Quentin Tarantino is asked again and again in interviews which of his films is really his best. Of course, critics and audiences have their own favourites. But how does the Maestro see it? So far he has remained silent. But radio legend Howard Stern got him to talk on his “SiriusXM” show.
“I’m often asked that, and most of the time I come up with the well-known child comparison,” Tarantino said on the show when asked about the unloved question. “But honestly, I think ‘Once Upon A Time In Hollywood’ is my best film.”
So the cat is out of the bag: it’s not his debut “Reservoir Dogs” and the Cannes hit “Pulp Fiction” that make the director proud, but his complex homage to a dream factory that no longer exists and in which he tells the story about the simply had the murdering Manson family rewritten.
Star roles for Leonardo DiCaprio, Brad Pitt and Margot Robbie, a shimmering 60s feeling – that was worth 10 Oscar nominations (ultimately there were two awards, one for Pitt and one for scene design).
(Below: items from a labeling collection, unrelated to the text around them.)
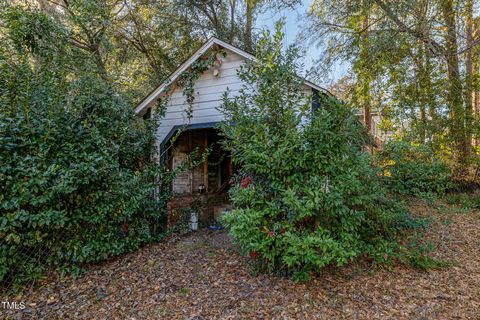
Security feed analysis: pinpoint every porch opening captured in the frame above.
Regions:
[163,127,235,225]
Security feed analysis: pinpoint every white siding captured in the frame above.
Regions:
[152,51,245,144]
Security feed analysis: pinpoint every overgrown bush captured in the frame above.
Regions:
[377,141,452,197]
[0,8,168,288]
[218,24,414,280]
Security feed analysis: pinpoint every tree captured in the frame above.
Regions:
[309,0,480,175]
[221,24,414,280]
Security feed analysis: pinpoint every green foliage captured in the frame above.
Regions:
[218,25,414,281]
[445,193,480,209]
[377,141,453,197]
[0,8,171,286]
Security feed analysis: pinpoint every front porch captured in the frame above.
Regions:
[166,126,235,226]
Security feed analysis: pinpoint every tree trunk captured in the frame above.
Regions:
[472,18,480,147]
[440,0,464,162]
[245,0,255,52]
[465,0,474,150]
[360,4,372,133]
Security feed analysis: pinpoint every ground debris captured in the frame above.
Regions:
[0,201,480,320]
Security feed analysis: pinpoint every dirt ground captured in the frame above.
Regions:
[0,201,480,320]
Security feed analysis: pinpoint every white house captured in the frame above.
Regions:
[135,38,329,222]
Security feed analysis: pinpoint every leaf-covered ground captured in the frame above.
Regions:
[0,201,480,319]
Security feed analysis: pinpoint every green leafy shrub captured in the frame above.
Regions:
[377,141,452,197]
[218,23,414,281]
[0,8,168,288]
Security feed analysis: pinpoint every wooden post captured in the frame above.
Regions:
[188,131,195,194]
[203,131,208,193]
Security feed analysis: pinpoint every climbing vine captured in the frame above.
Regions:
[179,50,226,121]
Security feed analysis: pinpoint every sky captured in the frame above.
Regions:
[256,0,348,87]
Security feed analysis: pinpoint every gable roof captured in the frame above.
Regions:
[135,37,332,114]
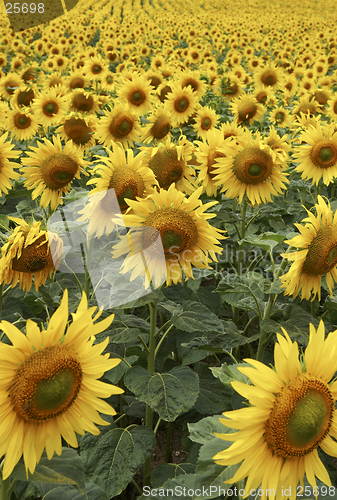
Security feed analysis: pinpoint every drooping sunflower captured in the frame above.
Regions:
[140,105,172,144]
[31,87,69,127]
[0,217,63,291]
[116,74,153,116]
[280,196,337,301]
[112,184,226,288]
[94,100,141,148]
[214,133,289,205]
[213,321,337,500]
[0,290,124,479]
[162,84,198,126]
[0,132,20,196]
[78,145,158,238]
[140,136,195,194]
[21,135,87,210]
[293,123,337,186]
[193,106,219,139]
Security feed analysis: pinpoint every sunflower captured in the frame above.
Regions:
[0,132,20,196]
[112,184,225,288]
[293,123,337,186]
[6,107,39,141]
[0,217,63,292]
[140,136,195,193]
[193,106,219,139]
[194,129,225,196]
[0,290,124,479]
[213,321,337,500]
[140,105,172,144]
[280,196,337,301]
[162,84,198,126]
[21,135,86,210]
[116,74,153,116]
[214,133,289,205]
[230,95,266,125]
[31,87,69,127]
[78,145,158,238]
[94,100,141,148]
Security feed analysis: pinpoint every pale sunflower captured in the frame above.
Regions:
[140,136,195,193]
[116,74,153,116]
[162,84,198,126]
[280,196,337,301]
[213,321,337,500]
[112,184,226,288]
[193,106,219,139]
[140,106,172,144]
[293,123,337,186]
[31,87,69,127]
[78,145,158,238]
[21,135,86,210]
[0,290,124,479]
[94,100,141,148]
[214,133,289,205]
[0,217,63,292]
[0,132,20,196]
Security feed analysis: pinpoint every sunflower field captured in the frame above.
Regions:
[0,0,337,500]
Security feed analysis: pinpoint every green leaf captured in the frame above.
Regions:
[124,366,199,422]
[11,448,85,494]
[81,426,155,498]
[171,300,223,332]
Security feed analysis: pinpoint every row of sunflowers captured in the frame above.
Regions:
[0,0,337,500]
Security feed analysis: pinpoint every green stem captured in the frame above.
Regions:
[144,302,158,486]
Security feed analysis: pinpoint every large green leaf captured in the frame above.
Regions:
[124,366,199,422]
[81,426,155,498]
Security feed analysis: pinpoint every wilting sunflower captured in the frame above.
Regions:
[78,145,158,238]
[293,123,337,186]
[116,74,153,116]
[140,136,194,193]
[194,129,225,196]
[214,133,289,205]
[0,217,63,292]
[0,290,124,479]
[6,108,39,141]
[112,184,226,288]
[165,84,198,126]
[21,135,86,210]
[94,100,141,148]
[31,87,69,127]
[193,106,219,139]
[280,196,337,301]
[0,132,20,196]
[140,106,172,144]
[213,321,337,500]
[230,95,266,125]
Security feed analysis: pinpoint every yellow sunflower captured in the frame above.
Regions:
[112,184,226,288]
[116,74,153,116]
[162,84,198,126]
[21,135,86,210]
[140,136,194,193]
[280,196,337,301]
[78,145,158,238]
[0,290,124,479]
[293,123,337,186]
[94,100,141,148]
[0,217,63,292]
[214,133,289,205]
[0,132,20,196]
[213,321,337,500]
[31,87,69,127]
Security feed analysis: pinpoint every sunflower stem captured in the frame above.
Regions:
[144,302,158,486]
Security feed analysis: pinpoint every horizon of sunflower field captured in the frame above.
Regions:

But among fans, the film never scored as well as the “Kill Bill” series or “Django Unchained”.
Quentin Tarantino settles accounts with the contemporary film
So why “Once Upon A Time In Hollywood”? Well, maybe because Tarantino reconstructs a film world in it that he sorely misses today. The 59-year-old recently dismissed the current era as the worst in Hollywood cinema.
“Even though I saw more movies (at the cinema) in the ’80s than ever since, I believe the ’80s combined with the ’50s is the worst era in Hollywood history,” Tarantino said in a video for his Video Archives Podcast. “But all of this will still be beaten by the present time, by the calculation of time that has now begun.”
The director admitted that there is still something good about the decline of film culture. “Films that want to do something completely different stand out a lot more.”